My opinion (based on personal experience, friends with same dx and other psychiatric dx, 2 years working in MH field and a lot of reading) is that all people who have to take medication for longer than a few weeks tend to resist it. Consider the man who has a heart attack. At first he is eager to comply since his heart attack is traumatic and recent and vivid: therefore he wants to avoid another one. But after a long period of no symptoms, this man, because he is human will sometimes begin to "skip" doses. He is not abnormal nor is he "non-compliant".

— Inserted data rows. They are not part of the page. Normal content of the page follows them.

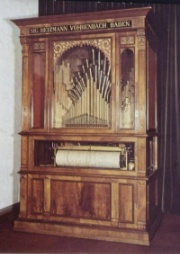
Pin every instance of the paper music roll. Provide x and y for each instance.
(97, 159)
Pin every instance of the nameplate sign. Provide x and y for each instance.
(80, 27)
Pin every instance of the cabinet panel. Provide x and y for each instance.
(36, 195)
(80, 199)
(38, 96)
(126, 203)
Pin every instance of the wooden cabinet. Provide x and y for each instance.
(89, 164)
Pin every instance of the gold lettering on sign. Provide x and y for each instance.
(81, 27)
(127, 40)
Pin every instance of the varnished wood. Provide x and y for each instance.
(97, 203)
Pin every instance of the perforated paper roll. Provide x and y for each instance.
(97, 159)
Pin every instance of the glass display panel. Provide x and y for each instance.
(38, 90)
(82, 88)
(127, 89)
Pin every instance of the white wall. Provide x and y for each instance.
(10, 96)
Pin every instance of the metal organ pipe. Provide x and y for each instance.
(89, 92)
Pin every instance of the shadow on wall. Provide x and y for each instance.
(17, 111)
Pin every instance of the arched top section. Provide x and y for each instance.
(62, 47)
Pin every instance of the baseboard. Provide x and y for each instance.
(14, 208)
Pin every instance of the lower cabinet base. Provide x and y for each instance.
(90, 232)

That being said, most people on medication for a psychiatric disorder/illness are on it LONG TERM. Immediate set up for eventual "non-compliance". Add to that the fact the vast majority of psychotropic drugs have EXTREME side effects, including (but not full list): intense and rapid weight gain, sense of being "drugged" or in a "vegetable state", constipation, diahrhea, headaches, nausea, other side effects including inability to see well, one of the worst and most destructive as well as common side effects being that one's libido is MIA (this severely affects close intimate relationships) etc etc, it's no wonder at all to me why a person would resist taking such meds for the rest of their lives.

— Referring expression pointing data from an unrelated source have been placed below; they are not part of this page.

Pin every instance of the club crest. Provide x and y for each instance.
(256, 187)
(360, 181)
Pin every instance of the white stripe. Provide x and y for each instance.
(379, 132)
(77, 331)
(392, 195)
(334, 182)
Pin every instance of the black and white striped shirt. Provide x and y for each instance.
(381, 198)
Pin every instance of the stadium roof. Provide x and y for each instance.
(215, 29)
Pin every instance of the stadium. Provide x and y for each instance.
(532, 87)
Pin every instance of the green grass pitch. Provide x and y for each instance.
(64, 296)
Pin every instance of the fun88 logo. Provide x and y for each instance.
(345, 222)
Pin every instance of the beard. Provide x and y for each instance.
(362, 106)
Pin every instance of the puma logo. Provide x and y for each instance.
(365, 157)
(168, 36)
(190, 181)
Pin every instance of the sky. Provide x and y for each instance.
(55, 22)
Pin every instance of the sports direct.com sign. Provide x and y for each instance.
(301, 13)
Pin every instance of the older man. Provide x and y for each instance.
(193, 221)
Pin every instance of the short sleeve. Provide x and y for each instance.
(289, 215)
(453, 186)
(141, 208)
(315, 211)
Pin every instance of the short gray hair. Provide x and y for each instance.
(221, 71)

Then add to this mix, someone who has MPD/DID. They most likely have been told repeatedly that they DO NOT have an organic illness and that the meds prescribed do NOT cure or control their particular disorder, they merely "help" to suppress certain symptoms: usually anxiety. Add to this that many anti-anxiety drugs are considered addictive and many doctors accuse patients seeking such meds of wanting a "fix" rather than truly needing it, and you have someone who most likely hates the shortened nickname "meds" with a fervor.

Why would someone in this situation NOT resist taking meds?

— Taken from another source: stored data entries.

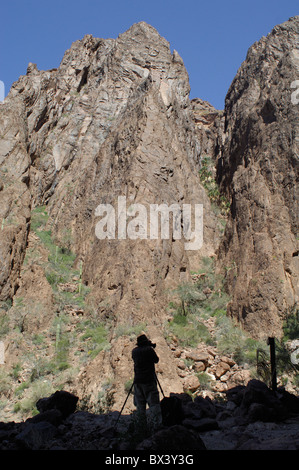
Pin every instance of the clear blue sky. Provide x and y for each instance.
(211, 36)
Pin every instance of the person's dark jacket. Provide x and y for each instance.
(144, 358)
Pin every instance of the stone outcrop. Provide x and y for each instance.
(258, 171)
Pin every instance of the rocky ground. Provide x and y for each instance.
(251, 417)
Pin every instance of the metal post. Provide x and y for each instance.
(271, 342)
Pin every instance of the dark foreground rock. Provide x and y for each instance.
(253, 418)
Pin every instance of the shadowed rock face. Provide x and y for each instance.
(258, 169)
(114, 120)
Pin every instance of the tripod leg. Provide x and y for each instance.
(123, 406)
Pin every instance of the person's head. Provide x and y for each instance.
(143, 340)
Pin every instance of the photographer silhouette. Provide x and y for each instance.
(145, 383)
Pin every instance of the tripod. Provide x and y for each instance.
(124, 405)
(128, 397)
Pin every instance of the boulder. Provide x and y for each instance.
(61, 400)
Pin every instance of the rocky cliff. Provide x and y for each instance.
(113, 124)
(258, 170)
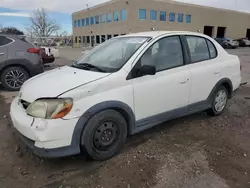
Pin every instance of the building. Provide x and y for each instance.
(120, 17)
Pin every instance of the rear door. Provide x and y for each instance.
(204, 66)
(168, 89)
(3, 51)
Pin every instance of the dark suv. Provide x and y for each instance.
(19, 60)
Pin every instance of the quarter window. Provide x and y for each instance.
(180, 17)
(163, 16)
(97, 19)
(164, 54)
(142, 14)
(4, 41)
(116, 16)
(109, 17)
(104, 18)
(153, 14)
(123, 14)
(212, 49)
(87, 21)
(198, 48)
(172, 17)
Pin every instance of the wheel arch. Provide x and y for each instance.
(119, 106)
(226, 82)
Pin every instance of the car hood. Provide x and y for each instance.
(55, 82)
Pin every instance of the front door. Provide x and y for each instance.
(168, 89)
(2, 54)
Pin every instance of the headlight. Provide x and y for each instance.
(50, 108)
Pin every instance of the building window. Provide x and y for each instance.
(153, 14)
(123, 14)
(180, 17)
(163, 16)
(188, 18)
(109, 37)
(142, 14)
(97, 39)
(97, 19)
(92, 20)
(103, 38)
(171, 46)
(83, 22)
(172, 17)
(87, 21)
(116, 16)
(109, 17)
(103, 19)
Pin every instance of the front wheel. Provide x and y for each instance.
(12, 78)
(219, 101)
(104, 135)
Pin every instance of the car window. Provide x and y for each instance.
(164, 54)
(198, 48)
(212, 49)
(111, 55)
(4, 40)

"Do you think some meds have more effect than others? Which and why?"

I'm tempted to be direct and perhaps blunt, but will attempt to be gentle. Saying that one med or another has more or less effect than others is sort of like asking if last night's sunset is prettier than tonight's. It's very subjective. Not only is the opinion objective, but each individual's physical being is completely unique. Add chemicals that we use because it has been 'shown to help' in some people or most that were in the initial test and what you have is a very large poker game. No doctor or pharmacist or chemist can accurately assess the effect of ANY drug on any one individual, especially prior to it's being taken by that individual. Secondly, once it has been taken, the same individual can get different results from the same drug over time. There is also a thing call "poop out" -- where a medicine that once worked for an individual is now not only not working but having new and unusal side effects not previously experienced.

It truly is a "to each his own" situation, IMO. (opinion based on same as above) There is no broad brush stroke that can be made here that I can see.

-nobodyz

> If you have an opinion, do you think people with dx MPD/DID have a more difficult time with meds? Why or why not? Do you think some meds have more effect than others? Which and why?
>
> Is your opinion yours, do you know someone's personal experience with this dx, is your experience clinical, or is your experience professional/having clients you treat currently or in the past with this dx?
>
> Thanks for your thoughtful and gentle replies.